Home Loan Deductions at a Glance (2026)
| Section | What it covers | Annual limit | Regime |
| 80C | Principal repayment; also stamp duty & registration in the year paid | Rs 1.5 lakh (shared with PF, ELSS, LIC, etc.) | Old regime only |
| 24(b) — self-occupied | Interest paid on the home loan | Rs 2 lakh | Old regime only |
| 24(b) — let-out | Interest against rental income | No cap on interest; loss set-off capped at Rs 2 lakh/yr | Old & new (let-out) |
| Pre-construction interest | Interest during construction, released in 5 instalments from possession | Within the Rs 2 lakh 24(b) cap (self-occupied) | Old regime only |
| 80EEA | Extra interest for first-time affordable-home buyers | Up to Rs 1.5 lakh (verify eligibility & sanction window) | Old regime only |
What a Godrej Brooklyn Avenue Buyer Should Note
Godrej Brooklyn Avenue is an under-construction development by Godrej Properties in Kukatpally, RERA-registered with Telangana RERA under P02200010981, with possession scheduled for June 2031. Because it is still under construction, the pre-construction interest rule is the headline takeaway: any interest you pay on disbursed loan amounts before handover is held back and then claimed in five equal instalments from the year of possession. Plan your old-versus-new regime choice with that timeline in mind, and budget the stamp duty and registration 80C benefit for the year you register the deed. For the broader purchase picture, our price and cost sheet sets out the headline numbers, while your recurring civic levy is covered in our note on GHMC property tax in Hyderabad.
Frequently Asked Questions about Home Loan Tax Benefits
1. How much tax benefit can I claim on a home loan?
Under the old tax regime you can claim up to Rs 1.5 lakh of principal repayment under Section 80C and up to Rs 2 lakh of interest on a self-occupied house under Section 24(b) each year — Rs 3.5 lakh in all for a single borrower. A couple on a joint loan, both co-owners and co-borrowers, can each claim those limits, roughly doubling the benefit.
2. Are home loan tax benefits available under the new tax regime?

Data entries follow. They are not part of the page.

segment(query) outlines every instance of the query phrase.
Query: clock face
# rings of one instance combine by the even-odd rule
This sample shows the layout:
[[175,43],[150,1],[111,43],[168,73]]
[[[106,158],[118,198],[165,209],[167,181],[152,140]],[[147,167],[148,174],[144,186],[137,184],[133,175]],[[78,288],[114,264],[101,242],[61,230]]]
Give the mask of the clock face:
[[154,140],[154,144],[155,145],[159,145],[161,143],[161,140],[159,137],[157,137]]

Largely no. Both the Section 80C principal deduction and the Section 24(b) interest deduction on a self-occupied house are available only under the old regime. The new regime does still allow interest on a let-out property to be set off against its rental income. Because the new regime trades lower slab rates for fewer deductions, compare both before choosing.
3. How is pre-construction interest claimed on an under-construction flat?
Interest paid during construction cannot be deducted in the year it is paid. It is aggregated and then claimed in five equal annual instalments starting from the financial year you take possession, within the Rs 2 lakh Section 24(b) limit for a self-occupied home. For Godrej Brooklyn Avenue, with possession in June 2031, this rule applies to interest paid before handover.
4. Can stamp duty and registration be claimed as a tax deduction?
Yes. Stamp duty and registration charges qualify for deduction under Section 80C, but only in the financial year in which they are actually paid. They share the same Rs 1.5 lakh limit as your principal repayment, PF, ELSS and insurance, so plan your other 80C investments around this one-time outlay to use the headroom efficiently.
5. How does a joint home loan increase tax benefits?
When both applicants are co-owners of the property and co-borrowers on the loan, each can separately claim up to Rs 1.5 lakh under Section 80C and Rs 2 lakh under Section 24(b). For a couple that lifts the combined ceiling to Rs 3 lakh of principal and Rs 4 lakh of interest. The deduction is split in proportion to each person's ownership share.